Conclusion: Shared assurance providers are good if you don’t want to do the evaluation yourself, however, they have many of the same issues that point in time questionnaires have and are usually more expensive. Their utility is also heavily dependent on the number of suppliers that they have on the platform.

Tool type 4: Risk Ledger

Overview: Risk Ledger is an online platform where suppliers and clients work together to get a comprehensive overview of their entire supply chain (including 5th and 6th-party suppliers). Clients and suppliers work together to ensure that the community is protected from cyber-attacks.

How does Risk Ledger work: Risk Ledger works like a social network, suppliers create a free profile, structured around a standardised framework, they then share this with clients who approve or reject based on their risk appetite. Supplier profiles are being continuously monitored by many clients simultaneously, meaning the information is always under scrutiny, maintaining quality, accuracy and timeliness.


  • Profiles are continuously kept up to date by suppliers
  • Able to see a complete map of your extended supply chain and identify potential concentration risks
  • Easily scalable regardless of the size of the organisation
  • Discussion function built-in
  • Easy to set up
  • Solves both supplier and client problems, meaning supplier engagement is high


  • No external scanning function
  • Relies on information provided by the suppliers themselves

Conclusion: Risk Ledger is helping organisations work together to improve the security of the global supply chain for consumers and companies alike. The supply chain map growing organically within the platform is a game changer for identifying systemic risk, understanding how threats can spread through the supply chain, and improving response capabilities.


When it comes to Third Party Risk Management (TPRM) and supplier assurance tools, it’s about choosing the right one to fit your needs. Regardless of the tool that you go with, we believe that supply chain security needs to be viewed differently.

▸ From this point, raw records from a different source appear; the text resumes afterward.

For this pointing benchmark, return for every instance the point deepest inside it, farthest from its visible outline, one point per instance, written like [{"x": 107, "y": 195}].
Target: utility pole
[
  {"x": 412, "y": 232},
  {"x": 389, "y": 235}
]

Whether or not you decide to join us on the Risk Ledger platform we do hope you’ll join us in creating the future of Defend as One. No organisation is an island and we all need to work together to keep the interconnected world a safer place.

If you are interested in learning more about what we do at Risk Ledger, click here.

Questions & Answers

What are third party risk management tools?

Third party risk management tools are software solutions designed to help organisations identify and mitigate risks associated with third-party suppliers. These tools are used for managing third-party risk assessments, for monitoring third-party performance, and identifying potential vulnerabilities in the supply chain.

What is the best risk management tool?

An effective third party risk management tool allows companies to continuously monitoring of their suppliers’ security posture, communicate and collaborate with their suppliers directly on the platform, and provide insights into their wider supply chains, i.e. into fourth, fifth, sixth etc parties, in order to identify possible concentration risks or other risks beyond their immediate suppliers. Risk Ledger enables you to do this all on one platform.